There are much more objects than presented in the Expected Outcomes section (steps 11e and 13e).

Potential solution

Refer to steps 11 and 13 to ensure that the objects were carefully edited to represent the cells. Use bisbenzimide-stained nuclei to determine how many cells are within a cluster. Unify objects that are actually part of the same cell. Be sure to follow the protocol to remove all objects that fit the exclusion criteria. For microglia: delete all objects below 10 μm³, have less than 50% of their cell body within the field or lack a nucleus. For OPCs: delete all objects below 10 μm³, have less than 50% of their cell body within the field, lack a nucleus, or have a sphericity less than 0.49 to exclude blood vessels and pericytes. When using the cut tool to edit, small particles are usually created. Be sure to check these parameters at the end of editing surface renders to ensure no objects remain that should be excluded. Lastly, ensure the thresholding step was not done with overexposure. The threshold should represent the cells in the image. Too high of a threshold with an overrepresentation of the space where a cell is located may also result in artificial ColocSurface objects.

Problem 4

Surface-Surface Coloc button is grayed out, or is not operating when clicked (step 15b).

Potential solution

This suggests that there is an issue with the installation of Imaris software, MATLAB Runtime MCR or the Surface-Surface Coloc XTension. Contact Bitplane for support.

Problem 5

Surface-Surface Coloc renders are not appearing on OPCs (step 15f).

Potential solution

If the software is installed correctly, be sure that the OPCs have been masked first with a Random Color Map as described in step 14. When creating a Random Color Map, be sure that the correct surface render (OPCs) is selected. Also be sure to select the “Duplicate channel before applying mask” checkbox. A new channel should appear when this has been completed titled “Masked TRITC”. See Methods video S1 for a demonstration of this process. If this does not fix the issue, there may be a problem with the installation of the software, contact Bitplane for support.

Problem 6

The percent internalization calculation is very different from what is observed subjectively (step 17e).

Potential solution

Check the formula used for this calculation to ensure that the correct SurfaceColoc volume is being divided by the correct OPC volume. Also check that this OPC volume is correct for the cell that this SurfaceColoc render is associated with. If the incorrect volumes are used in this equation, the percent internalization will be inaccurate.

Resource availability

Lead contact

Further information and requests for resources and reagents should be directed to and will be fulfilled by the lead contact, Tara M. DeSilva, PhD (desilvt@ccf.org).

Materials availability

All mouse lines used for this protocol are commercially available through Jackson Laboratory.
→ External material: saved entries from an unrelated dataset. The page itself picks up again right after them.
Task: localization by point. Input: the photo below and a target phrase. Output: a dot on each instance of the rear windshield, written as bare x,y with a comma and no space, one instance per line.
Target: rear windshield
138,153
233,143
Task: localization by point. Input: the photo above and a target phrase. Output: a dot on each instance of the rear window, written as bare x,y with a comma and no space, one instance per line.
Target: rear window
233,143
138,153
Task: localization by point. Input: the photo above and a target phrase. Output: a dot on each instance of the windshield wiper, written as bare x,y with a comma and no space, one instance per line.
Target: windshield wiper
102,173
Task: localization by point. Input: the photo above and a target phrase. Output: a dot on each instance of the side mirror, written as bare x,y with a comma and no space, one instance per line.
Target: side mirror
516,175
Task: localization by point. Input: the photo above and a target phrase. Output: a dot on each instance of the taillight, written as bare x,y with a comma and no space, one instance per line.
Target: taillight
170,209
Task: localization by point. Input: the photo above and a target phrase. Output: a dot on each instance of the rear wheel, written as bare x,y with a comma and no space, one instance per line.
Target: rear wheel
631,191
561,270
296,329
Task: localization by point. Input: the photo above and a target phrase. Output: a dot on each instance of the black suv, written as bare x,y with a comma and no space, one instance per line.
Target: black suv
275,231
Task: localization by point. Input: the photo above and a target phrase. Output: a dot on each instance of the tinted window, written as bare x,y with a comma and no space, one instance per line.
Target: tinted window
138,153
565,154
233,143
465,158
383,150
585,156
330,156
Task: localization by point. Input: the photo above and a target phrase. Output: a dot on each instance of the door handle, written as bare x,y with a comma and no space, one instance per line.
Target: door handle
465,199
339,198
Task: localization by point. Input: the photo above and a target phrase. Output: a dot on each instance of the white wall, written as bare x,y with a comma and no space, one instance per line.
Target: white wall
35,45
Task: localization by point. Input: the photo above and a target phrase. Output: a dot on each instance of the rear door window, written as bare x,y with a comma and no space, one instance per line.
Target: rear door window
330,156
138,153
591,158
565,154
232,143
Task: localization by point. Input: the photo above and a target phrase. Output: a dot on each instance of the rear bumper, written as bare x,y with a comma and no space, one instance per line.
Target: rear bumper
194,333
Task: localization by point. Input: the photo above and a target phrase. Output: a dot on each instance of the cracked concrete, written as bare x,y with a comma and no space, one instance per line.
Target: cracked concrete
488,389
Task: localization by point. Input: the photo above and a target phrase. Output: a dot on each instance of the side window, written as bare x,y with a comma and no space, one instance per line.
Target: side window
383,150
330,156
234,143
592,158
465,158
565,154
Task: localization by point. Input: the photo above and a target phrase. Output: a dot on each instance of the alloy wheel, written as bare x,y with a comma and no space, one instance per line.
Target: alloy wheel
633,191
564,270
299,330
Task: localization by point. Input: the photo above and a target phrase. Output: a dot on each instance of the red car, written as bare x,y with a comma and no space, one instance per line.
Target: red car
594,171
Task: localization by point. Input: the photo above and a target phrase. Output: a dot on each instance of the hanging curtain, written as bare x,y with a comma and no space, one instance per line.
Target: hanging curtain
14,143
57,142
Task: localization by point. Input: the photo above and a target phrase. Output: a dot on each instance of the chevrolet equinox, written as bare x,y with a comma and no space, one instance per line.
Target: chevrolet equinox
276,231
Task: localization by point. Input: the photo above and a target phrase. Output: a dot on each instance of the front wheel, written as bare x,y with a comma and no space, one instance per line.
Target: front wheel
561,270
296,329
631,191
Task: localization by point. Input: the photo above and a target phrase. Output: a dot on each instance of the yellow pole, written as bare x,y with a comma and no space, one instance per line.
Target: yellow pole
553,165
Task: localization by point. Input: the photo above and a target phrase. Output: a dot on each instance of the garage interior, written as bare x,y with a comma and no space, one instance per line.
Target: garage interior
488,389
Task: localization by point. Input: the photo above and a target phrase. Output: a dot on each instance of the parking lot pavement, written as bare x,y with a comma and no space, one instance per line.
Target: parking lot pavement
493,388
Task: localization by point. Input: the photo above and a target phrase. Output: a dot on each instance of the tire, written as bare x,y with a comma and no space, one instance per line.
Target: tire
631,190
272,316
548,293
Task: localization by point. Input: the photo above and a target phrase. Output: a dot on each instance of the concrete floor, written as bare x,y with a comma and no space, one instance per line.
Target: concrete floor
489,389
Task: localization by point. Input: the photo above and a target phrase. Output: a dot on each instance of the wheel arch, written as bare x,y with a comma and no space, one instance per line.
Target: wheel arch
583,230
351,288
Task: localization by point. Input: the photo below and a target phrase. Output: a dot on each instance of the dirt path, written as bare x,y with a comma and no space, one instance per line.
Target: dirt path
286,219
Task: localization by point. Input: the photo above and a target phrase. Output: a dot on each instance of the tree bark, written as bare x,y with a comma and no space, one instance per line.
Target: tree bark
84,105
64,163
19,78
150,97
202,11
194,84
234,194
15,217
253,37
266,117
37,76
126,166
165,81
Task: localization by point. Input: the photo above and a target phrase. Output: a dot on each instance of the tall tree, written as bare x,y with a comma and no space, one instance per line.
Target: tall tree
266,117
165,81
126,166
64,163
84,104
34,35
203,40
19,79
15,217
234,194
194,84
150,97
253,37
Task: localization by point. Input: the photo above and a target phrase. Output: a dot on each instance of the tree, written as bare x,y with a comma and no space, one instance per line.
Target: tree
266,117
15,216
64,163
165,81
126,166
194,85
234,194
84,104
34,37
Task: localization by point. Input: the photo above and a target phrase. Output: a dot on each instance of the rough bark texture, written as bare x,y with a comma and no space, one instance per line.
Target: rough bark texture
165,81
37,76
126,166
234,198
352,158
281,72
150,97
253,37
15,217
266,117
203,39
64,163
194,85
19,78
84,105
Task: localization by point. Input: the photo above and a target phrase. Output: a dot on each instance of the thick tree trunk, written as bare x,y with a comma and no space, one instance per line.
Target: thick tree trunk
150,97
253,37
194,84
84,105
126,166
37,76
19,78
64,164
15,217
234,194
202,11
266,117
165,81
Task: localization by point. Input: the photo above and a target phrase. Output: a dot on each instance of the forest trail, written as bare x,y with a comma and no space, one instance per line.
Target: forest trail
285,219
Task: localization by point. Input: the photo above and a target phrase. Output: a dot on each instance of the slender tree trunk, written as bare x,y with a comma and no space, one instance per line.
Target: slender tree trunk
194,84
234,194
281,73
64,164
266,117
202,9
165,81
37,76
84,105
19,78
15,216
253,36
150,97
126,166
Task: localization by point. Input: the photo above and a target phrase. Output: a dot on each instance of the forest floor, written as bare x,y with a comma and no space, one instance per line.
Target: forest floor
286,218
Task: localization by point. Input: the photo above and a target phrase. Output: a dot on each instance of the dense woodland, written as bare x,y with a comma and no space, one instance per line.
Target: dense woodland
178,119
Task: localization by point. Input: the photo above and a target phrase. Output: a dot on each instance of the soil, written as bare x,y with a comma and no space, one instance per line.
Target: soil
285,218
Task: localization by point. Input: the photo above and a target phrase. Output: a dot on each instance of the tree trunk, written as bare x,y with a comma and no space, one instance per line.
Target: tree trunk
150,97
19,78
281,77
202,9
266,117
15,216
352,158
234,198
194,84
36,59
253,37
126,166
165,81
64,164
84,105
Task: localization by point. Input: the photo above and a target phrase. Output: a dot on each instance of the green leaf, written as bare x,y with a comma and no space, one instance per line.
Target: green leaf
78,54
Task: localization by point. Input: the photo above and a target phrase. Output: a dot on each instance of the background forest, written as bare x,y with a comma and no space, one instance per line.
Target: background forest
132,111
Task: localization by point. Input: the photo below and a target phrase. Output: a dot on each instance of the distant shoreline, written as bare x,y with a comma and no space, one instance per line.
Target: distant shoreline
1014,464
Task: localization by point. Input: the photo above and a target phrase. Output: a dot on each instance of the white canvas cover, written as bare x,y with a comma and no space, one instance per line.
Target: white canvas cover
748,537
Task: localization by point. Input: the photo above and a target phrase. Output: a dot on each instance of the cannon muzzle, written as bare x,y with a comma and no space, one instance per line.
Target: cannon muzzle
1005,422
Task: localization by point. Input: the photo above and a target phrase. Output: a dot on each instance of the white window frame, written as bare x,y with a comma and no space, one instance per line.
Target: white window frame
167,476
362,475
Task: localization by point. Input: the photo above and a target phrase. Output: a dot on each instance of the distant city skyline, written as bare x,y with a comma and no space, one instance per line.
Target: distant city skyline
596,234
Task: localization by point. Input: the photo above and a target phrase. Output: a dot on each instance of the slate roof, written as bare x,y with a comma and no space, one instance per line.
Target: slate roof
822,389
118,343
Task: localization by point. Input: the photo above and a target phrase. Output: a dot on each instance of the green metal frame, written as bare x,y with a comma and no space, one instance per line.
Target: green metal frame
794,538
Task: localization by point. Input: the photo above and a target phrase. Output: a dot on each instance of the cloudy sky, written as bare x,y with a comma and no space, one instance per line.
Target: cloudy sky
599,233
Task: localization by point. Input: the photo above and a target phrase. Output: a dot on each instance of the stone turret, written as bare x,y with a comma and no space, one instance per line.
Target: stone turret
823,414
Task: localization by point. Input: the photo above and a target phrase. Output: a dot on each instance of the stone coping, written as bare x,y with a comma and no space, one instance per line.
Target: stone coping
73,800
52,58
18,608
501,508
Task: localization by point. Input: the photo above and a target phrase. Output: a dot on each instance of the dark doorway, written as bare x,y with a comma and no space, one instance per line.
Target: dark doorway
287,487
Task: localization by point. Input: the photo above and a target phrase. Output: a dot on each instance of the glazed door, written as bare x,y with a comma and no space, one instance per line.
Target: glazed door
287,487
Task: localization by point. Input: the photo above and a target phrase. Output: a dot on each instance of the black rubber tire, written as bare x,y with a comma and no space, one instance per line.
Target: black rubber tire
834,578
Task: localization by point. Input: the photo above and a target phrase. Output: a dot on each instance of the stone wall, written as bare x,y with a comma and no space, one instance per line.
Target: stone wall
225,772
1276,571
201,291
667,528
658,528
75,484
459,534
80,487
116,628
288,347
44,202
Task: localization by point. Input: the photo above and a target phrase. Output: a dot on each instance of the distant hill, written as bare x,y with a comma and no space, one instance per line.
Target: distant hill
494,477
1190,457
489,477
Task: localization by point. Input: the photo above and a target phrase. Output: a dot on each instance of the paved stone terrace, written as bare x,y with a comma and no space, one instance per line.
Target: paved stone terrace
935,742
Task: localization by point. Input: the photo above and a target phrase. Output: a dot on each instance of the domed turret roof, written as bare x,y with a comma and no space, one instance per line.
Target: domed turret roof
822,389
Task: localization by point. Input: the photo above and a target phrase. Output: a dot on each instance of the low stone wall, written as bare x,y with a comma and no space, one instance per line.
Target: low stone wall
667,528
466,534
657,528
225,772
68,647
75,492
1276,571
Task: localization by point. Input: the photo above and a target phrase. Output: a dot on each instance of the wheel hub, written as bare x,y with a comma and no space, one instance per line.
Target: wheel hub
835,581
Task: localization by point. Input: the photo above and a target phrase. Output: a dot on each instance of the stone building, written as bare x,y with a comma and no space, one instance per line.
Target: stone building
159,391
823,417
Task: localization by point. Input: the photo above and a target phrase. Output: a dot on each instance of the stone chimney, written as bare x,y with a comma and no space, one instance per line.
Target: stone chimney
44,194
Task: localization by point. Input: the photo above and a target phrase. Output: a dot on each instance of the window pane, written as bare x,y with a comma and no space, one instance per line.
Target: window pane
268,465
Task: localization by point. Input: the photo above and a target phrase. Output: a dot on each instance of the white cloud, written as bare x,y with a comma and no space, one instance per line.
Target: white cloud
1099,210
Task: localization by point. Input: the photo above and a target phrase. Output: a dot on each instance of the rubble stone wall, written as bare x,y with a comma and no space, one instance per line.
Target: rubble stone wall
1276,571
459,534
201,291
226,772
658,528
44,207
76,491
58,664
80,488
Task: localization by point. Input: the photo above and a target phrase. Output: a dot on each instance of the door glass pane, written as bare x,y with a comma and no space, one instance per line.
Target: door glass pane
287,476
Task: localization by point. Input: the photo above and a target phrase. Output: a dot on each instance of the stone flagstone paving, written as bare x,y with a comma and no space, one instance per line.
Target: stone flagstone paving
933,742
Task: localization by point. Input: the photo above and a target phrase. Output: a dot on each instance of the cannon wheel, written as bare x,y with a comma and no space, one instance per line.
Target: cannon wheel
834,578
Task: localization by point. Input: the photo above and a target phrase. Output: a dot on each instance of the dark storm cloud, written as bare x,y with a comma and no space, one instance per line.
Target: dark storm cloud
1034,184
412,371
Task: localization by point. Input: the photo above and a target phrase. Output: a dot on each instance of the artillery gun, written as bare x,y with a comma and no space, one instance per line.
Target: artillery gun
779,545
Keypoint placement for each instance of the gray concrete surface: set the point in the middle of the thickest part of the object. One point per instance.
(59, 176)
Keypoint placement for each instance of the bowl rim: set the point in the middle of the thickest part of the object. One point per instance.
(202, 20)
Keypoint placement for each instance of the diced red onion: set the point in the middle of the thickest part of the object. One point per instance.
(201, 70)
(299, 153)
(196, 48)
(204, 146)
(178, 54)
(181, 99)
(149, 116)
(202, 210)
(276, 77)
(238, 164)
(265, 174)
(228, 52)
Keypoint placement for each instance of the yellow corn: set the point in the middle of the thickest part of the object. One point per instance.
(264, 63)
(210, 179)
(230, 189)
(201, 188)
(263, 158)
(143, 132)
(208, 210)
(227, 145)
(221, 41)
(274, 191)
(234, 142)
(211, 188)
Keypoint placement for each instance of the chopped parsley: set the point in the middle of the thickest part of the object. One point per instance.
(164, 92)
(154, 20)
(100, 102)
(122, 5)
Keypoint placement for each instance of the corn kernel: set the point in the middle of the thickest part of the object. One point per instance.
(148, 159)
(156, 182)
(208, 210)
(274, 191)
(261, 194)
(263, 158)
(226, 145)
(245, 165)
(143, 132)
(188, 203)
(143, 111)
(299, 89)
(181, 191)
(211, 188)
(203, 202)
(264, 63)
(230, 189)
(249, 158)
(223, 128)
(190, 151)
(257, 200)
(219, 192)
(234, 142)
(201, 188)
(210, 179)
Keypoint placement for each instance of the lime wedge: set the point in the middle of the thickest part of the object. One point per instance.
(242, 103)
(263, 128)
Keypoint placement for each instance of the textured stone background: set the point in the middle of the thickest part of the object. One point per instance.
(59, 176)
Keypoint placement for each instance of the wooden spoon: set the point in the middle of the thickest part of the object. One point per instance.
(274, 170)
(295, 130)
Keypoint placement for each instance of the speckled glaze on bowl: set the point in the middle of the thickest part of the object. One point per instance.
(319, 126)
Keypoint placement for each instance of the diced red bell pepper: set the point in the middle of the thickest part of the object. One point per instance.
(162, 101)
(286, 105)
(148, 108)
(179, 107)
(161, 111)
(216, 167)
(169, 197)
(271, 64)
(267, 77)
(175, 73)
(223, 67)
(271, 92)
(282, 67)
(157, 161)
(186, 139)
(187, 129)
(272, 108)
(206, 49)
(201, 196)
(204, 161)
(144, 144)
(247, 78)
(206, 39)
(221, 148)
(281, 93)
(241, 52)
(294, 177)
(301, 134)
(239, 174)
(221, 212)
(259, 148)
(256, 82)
Data and code availability

This publication includes practice datasets as a tutorial for the purposes of learning the described protocol.

Supplemental information

Data S1. Sample Imaris file containing image stack used in this protocol, related to (steps 5–17)

A sample image stack has been provided to follow along with this protocol. This image stack was used to generate all images in this protocol as well as videos and is a great starting point to learning the Imaris software and analysis techniques.

Data S2. Template excel file to be used for calculating percent internalization, related to (steps 16 and 17)

An Excel template has been provided to import data collected from Imaris. The template shows how the raw data can be organized and includes formulas to calculate percent internalization and categorizes internalized cells as contacted or engulfed based on the 15% threshold described in this protocol.